The charges encountered by members of defined contribution (DC) pension schemes, which ultimately reduce the size of the pot that can be converted into a retirement income in later life, have been in the spotlight this week.
Clearly, as the introduction of automatic enrolment fast approaches, rebuilding trust in the pensions industry is a decisive element in encouraging people to save more for retirement. As such, full disclosure of all charges is paramount. Part of the problem, however, is that not everybody agrees on what constitutes a charge.
Ed Miliband got the ball rolling last week, at least in the mainstream press, by arguing that many savers are being ‘ripped off’, warning that practices in parts of the industry will be seen in the same vein as the scandal currently engulfing the banking sector.
Miliband’s speech trailed the publication this week of the paper Pensions People Can Trust, published as part of the Labour Party’s policy review, which demanded action to make charges transparent, and as low as possible. The paper also offered support for various proposals to reform DC pensions, such as a ‘clearing house’ for annuity purchases, ending the restrictions on NEST, and moving towards the kind of trust-based governance arrangements which are the hallmark of traditional defined benefit pension schemes.
The campaign against charges was picked up again in the latest output of the RSA’s Tomorrow’s Investor project, led by David Pitt-Watson and Harinder Mann. In their report Seeing Through British Pensions, Pitt-Watson and Mann call for limits on the charges that can be taken out of occupational pensions saving pots.
They also call for much greater clarity on the nature and impact of charges, with information provided to consumers pre-sale and at the end of each year. Pitt-Watson and Mann reject the distinction between direct charges like annual management charges (AMCs), which is typically what the industry believes constitutes a charge (and which, although they remain high in many cases, appear be falling) and the costs incurred through trading of the investments made with an individual’s pension pot.
AMCs charged by fund managers may be supplemented by various administration charges, and then by charges incurred by subcontracting some of the investment activity to other funds. Zero charges are of course unrealistic, but even a low charge of 0.5% per year is likely to result in a pension which is a third higher than a scheme with a (fairly typical) charge of 1.5% per year, according to Pitt-Watson and Mann’s calculations. But this is before we even begin to calculate the impact of the various ‘hidden’ charges associated with trading financial assets, including taxes, broker commissions, the differential between bid and offer prices, and stock lending fees.
And crucially, the more assets are turned over, the more such costs build up. In a survey conducted by Pitt-Watson and Mann, 21 of 23 pension providers declared that no charges other than AMCs and administration costs are levied on individual pots.
The NAPF is of course currently compiling a code of conduct on DC pension charges.
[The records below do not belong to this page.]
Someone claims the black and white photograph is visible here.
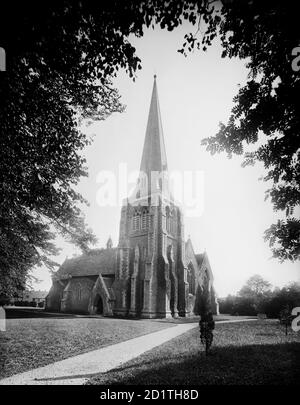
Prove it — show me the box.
[0,0,300,392]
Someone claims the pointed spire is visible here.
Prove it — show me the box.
[140,75,167,178]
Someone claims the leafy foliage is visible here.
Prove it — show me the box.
[0,0,224,295]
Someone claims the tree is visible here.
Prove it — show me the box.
[199,0,300,261]
[238,274,271,313]
[0,0,223,295]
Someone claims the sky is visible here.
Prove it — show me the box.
[33,24,300,297]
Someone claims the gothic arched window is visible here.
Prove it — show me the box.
[132,211,140,231]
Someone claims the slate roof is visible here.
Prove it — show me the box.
[56,248,117,277]
[195,253,204,268]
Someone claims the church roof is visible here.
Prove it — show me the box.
[56,248,117,277]
[140,76,167,183]
[195,253,204,268]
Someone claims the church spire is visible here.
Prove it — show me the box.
[140,75,167,179]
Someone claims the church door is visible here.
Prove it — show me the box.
[96,295,103,315]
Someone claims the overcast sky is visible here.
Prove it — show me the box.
[34,21,299,296]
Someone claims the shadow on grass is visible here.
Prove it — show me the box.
[88,342,300,385]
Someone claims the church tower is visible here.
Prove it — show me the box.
[114,76,188,318]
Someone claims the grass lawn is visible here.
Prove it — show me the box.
[89,320,300,385]
[0,309,173,378]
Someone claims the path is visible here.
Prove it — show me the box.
[0,319,256,385]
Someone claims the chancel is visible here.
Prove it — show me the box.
[46,76,218,318]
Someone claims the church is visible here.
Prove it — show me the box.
[46,76,218,318]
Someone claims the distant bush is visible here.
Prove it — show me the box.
[219,283,300,319]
But it remains to be seen whether trading costs will be included in the disclosure regime. Furthermore, the code is designed to improve the clarity of communications on charges between providers and employers choosing a workplace pension scheme on behalf of their employees. It will not therefore enable workers themselves to develop an understanding of the kind of charges being taken from the saving pots.
Pitt-Watson and Mann do acknowledge that trading costs are not zero-sum: the financial services industry’s (or HMRC’s) gain is not necessarily the investor’s loss. Simply, these costs may be accrued in the course of improving the performance of an asset portfolio, producing better returns than a low-cost, passive investment strategy would have done. This is debatable, but even if we accept the logic of this argument, it is not justification for a lack of disclosure. The days of financial services providers masking their activities under the veneer of complexity are surely over.
Incidentally, if the government proceeds with its plans for ‘pot follows member’ as a solution to the likely creation of millions of small pension pots following automatic enrolment, it could see workers’ pensions saving being transferred quite frequently between schemes with various different charging structures. An automatic transfer from a scheme with low charges to a scheme with high charges will almost certainly not be in the best interests of individual savers.
The Association of British Insurers, perhaps understandably, makes the case that it is low contributions, rather than high charges, that has the most significant, detrimental impact on the size of pensions saving pots. This is certainly true, and contributions – particularly from employers – into DC pots must rise over the medium-term. But charges are something that the pensions industry itself has some control over. Meeting the challenge of providing low-cost, reliable and easy-to-understand products will go a long way to restoring trust in the industry.